Und wer ist nun die Böse Fee?
- UnDi

- 12. Sept. 2025
- 2 Min. Lesezeit
Eigentlich ist es eine Unverschämtheit, auf das grandiose Ende des letzten Feenbeitrags noch irgendwas folgen zu lassen. Aber so ein Epilog ist ja gerade nach einem emotionalen Finale oft notwendige Nachsorge.

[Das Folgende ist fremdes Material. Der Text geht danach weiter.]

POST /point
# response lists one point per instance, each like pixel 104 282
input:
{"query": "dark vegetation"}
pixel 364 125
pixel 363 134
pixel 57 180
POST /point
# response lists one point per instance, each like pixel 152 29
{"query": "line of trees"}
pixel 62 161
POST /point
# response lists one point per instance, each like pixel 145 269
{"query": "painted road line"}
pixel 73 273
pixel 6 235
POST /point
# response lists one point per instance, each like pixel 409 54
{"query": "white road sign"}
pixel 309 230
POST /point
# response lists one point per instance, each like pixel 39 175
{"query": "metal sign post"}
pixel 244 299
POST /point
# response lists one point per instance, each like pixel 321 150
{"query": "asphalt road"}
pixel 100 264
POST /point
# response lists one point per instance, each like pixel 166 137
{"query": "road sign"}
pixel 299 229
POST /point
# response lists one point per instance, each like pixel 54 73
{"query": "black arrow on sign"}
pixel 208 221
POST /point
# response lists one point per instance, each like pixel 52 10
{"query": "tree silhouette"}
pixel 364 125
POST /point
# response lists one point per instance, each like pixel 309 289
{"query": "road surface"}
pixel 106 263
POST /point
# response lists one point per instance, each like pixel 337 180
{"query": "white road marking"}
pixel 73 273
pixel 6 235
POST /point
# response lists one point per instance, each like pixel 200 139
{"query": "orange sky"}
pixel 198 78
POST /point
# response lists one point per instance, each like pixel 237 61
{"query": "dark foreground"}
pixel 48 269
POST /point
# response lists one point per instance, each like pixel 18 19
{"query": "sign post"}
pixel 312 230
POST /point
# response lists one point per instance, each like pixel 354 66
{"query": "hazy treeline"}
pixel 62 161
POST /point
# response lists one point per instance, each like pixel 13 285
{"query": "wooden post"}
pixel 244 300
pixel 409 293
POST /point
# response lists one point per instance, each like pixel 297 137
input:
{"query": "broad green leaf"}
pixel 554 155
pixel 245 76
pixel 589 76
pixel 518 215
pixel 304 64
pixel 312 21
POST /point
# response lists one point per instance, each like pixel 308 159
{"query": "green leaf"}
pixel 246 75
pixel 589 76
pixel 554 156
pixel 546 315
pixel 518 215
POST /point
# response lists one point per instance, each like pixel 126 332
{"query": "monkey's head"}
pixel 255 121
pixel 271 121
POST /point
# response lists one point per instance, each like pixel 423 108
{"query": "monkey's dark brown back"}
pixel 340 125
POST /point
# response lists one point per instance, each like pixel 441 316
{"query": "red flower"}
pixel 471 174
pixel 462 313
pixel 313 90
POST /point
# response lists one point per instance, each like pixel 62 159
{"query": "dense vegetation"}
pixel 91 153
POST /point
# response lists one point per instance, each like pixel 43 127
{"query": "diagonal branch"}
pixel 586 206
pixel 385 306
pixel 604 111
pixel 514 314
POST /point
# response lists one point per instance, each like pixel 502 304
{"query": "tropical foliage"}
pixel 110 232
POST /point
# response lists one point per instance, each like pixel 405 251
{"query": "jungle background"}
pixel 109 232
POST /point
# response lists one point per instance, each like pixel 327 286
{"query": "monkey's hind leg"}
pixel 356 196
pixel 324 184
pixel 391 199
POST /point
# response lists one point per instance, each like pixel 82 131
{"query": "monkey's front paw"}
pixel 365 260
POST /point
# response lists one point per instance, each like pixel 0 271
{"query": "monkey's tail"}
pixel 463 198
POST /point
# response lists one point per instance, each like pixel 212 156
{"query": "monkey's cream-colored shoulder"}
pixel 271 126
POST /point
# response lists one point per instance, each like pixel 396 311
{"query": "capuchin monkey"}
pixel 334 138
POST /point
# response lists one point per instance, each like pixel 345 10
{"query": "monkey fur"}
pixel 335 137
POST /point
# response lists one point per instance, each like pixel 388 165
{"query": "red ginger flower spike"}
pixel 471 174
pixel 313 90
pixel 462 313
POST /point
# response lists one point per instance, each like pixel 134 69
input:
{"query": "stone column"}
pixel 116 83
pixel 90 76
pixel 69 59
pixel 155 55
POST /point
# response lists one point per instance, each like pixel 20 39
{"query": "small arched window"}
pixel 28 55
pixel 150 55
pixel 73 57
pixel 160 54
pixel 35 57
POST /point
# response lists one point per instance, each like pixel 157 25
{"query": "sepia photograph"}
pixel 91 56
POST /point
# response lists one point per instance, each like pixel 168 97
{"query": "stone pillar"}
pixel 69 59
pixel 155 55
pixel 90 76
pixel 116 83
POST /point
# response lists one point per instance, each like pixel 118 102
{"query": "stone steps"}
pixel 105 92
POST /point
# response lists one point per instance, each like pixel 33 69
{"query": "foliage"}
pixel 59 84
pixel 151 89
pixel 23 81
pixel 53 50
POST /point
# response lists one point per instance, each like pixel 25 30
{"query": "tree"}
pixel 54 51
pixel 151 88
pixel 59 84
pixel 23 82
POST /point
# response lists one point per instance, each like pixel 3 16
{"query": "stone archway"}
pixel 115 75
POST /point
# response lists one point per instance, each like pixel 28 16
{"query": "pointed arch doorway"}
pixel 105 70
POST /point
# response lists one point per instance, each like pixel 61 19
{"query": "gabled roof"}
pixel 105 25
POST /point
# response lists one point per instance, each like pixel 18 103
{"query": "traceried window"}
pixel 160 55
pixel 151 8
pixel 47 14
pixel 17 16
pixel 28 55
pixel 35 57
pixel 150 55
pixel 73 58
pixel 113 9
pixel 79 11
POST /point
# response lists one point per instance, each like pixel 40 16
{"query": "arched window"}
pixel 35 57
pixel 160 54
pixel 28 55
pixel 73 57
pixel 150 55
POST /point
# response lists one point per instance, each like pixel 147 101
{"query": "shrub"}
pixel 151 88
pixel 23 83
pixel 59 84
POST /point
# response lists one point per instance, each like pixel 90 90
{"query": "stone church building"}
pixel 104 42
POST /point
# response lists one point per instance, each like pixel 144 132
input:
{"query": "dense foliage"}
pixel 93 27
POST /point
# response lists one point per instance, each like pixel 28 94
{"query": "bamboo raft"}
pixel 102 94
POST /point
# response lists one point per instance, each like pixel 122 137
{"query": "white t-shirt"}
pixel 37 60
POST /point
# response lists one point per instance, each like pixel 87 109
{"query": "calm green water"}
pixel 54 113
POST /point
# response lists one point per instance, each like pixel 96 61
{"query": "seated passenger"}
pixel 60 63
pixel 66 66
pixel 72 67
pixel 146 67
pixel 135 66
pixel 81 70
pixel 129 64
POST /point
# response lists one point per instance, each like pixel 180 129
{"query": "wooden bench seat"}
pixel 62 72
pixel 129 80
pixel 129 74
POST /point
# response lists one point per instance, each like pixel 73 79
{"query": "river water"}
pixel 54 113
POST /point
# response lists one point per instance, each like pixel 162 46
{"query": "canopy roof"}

Märchen, Funke, Tolkien, Die Nebel von Avalon, Kinkel, Keun, Wolf, Douglass, die »Klassiker«, Murakami, Eco, Ovid, Meyer und Jemisin.
Welche von ihnen ist die böse Fee?
Nehmen wir es wörtlich, scheint die Antwort auf der Hand zu liegen. Aber so richtig diese Antwort sein mag, ist sie doch für das, was ich versucht habe, hiermit nachzuzeichnen, nicht zufriedenstellend.
Literarisch verflucht fühle ich mich von keiner meiner Feen, auch wenn ihre Gaben zuweilen zweischneidig sein mögen.
Und was sind Gaben, wenn das Schicksal nicht gnädig ist?
Welche also ist die Schicksalsfee?
Die Fee, ohne die es keinen Fluch gäbe, aber eben auch kein Märchen, keine Rettung, kein Happy End, sondern nur ein durchschnittliches Prinzessinnenleben.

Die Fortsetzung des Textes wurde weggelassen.